Rural development and agriculture in Togo

Project description

Title: Rural development including agriculture in Togo
Commissioned by: German Federal Ministry for Economic Cooperation and Development (BMZ)
Co-funded by: European Union (EU)
Country: Togo
Lead executing agency: Ministry of Development Planning and Cooperation
Overall term: 2013 to 2023

A worker slices pineapple for drying.


Togo's economic growth has remained relatively stable in recent years, averaging five per cent. Nevertheless, many people are affected by unemployment or conditions of low pay. Although Togo's agricultural sector is poorly structured and underdeveloped, it contributes 40 per cent of the gross domestic product. However, rural areas in particular offer potential in processing agricultural products. Exports are dominated by primary goods such as cotton, coffee beans and cocoa beans.

To reduce poverty in rural areas, Togolese policies focus on the structural transformation of the economy. They aim to develop agricultural production chains with significant employment and export potential. Although public investment has helped increase food production in the past, efficient production systems, technical and organisational skills and innovative business models are still lacking. The market focus, food security and food quality all need to be improved significantly.


The economic and technical capacities of actors in selected agricultural value chains have improved.The target groups are better able to provide for themselves.



The project is piloting improvements to individual value chains and is cofinanced by the EU. It is working closely with the Ministries of Agriculture and Industry, cooperatives and producer associations, as well as with processors and retailers.

It is hoped to reduce transaction and production costs by means of closer cooperation between smallholders, small and medium-sized processing enterprises and export companies, and at the same time to increase production in the processing plants. This approach would enable the smallholders in particular to generate sufficient income. In the long term, it will both create and safeguard jobs in the processing industry. 
The project supports production for the national and international market as well as for smallholder self-sufficiency. Together with banks, the project is developing financial services adapted to the circumstances of small-scale farming. It is also advising the Togolese Government on ways of improving the general conditions for agriculture overall.
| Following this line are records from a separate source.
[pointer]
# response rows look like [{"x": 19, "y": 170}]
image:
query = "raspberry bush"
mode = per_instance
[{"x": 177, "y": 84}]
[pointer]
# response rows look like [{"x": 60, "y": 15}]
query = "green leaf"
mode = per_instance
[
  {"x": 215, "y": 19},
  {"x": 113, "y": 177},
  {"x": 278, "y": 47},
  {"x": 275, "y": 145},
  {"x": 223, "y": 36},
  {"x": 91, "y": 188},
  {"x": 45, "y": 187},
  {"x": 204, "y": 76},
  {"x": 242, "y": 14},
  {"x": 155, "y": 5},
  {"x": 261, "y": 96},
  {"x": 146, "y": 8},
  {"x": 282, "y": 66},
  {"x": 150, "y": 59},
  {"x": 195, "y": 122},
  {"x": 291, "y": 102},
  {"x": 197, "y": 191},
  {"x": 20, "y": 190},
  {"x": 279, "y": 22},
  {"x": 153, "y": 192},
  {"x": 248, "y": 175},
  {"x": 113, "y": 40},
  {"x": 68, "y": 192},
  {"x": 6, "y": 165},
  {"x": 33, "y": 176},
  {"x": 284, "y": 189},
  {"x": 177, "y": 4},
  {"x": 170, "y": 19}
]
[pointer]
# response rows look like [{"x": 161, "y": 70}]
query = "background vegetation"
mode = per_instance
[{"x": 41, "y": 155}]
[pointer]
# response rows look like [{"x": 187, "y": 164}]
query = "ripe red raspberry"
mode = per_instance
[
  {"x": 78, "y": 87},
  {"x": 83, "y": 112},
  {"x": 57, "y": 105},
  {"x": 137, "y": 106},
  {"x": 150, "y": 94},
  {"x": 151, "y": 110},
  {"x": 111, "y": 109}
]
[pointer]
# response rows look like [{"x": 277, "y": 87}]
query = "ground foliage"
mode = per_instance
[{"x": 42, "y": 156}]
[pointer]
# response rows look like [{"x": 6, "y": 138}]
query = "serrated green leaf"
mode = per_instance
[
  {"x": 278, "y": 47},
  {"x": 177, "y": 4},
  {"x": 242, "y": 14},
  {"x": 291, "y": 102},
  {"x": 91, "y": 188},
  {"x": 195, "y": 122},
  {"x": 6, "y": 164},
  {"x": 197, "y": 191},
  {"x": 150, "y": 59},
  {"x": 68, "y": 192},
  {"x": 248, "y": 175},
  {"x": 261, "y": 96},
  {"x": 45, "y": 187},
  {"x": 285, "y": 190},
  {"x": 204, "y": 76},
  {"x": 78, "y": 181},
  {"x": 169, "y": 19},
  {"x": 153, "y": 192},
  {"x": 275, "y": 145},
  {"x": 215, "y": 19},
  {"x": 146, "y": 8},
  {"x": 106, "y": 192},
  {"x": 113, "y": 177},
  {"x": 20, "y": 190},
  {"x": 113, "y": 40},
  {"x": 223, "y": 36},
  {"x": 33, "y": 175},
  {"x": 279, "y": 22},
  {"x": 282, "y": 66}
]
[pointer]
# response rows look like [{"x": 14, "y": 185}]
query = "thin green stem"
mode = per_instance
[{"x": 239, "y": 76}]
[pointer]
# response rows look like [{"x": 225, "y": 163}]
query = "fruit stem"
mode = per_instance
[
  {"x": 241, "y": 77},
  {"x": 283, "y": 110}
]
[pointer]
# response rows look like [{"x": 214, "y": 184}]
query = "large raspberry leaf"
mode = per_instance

The project supports both investments within the country and exports in order to positively influence long-term economic growth.


  • Self-organisation of the target groups has been strengthened first and foremost in the trade associations of the pineapple, coffee, cocoa, vegetable/spice and cashew production chains.
  • The project has supported the organisational development of more than 35,000 producers of vegetables/spice, coffee, cocoa and pineapple. 
  • More than 10,000 smallholders have been trained in improved agricultural practices and entrepreneurship. More than 83 per cent of the participants are demonstrably applying these new skills, as a result of which their income rose by an average 27 per cent in 2020. 
  • Close cooperation with the private sector and participation in international and regional trade fairs is giving producers access to international markets. 
  • Thanks to the promotion of processing enterprises and the creation of new jobs, 26,400 people are now employed in cashew production and 54,000 people in pineapple production. 
  • The project has established environmentally friendly production practices. For example, 95 per cent of the partner companies already apply production methods which are eco-friendly and adapted to climate change. This figure includes the recent addition of nearly 13,000 organic cocoa producers. 
  • More than 4,600 cashew, coffee/cocoa and pineapple producers have been trained in financial management. Eighty-seven employees of a national microfinance bank have been trained in agricultural risk assessment. In addition, more than 1,600 producers received loans between 2017 and 2020.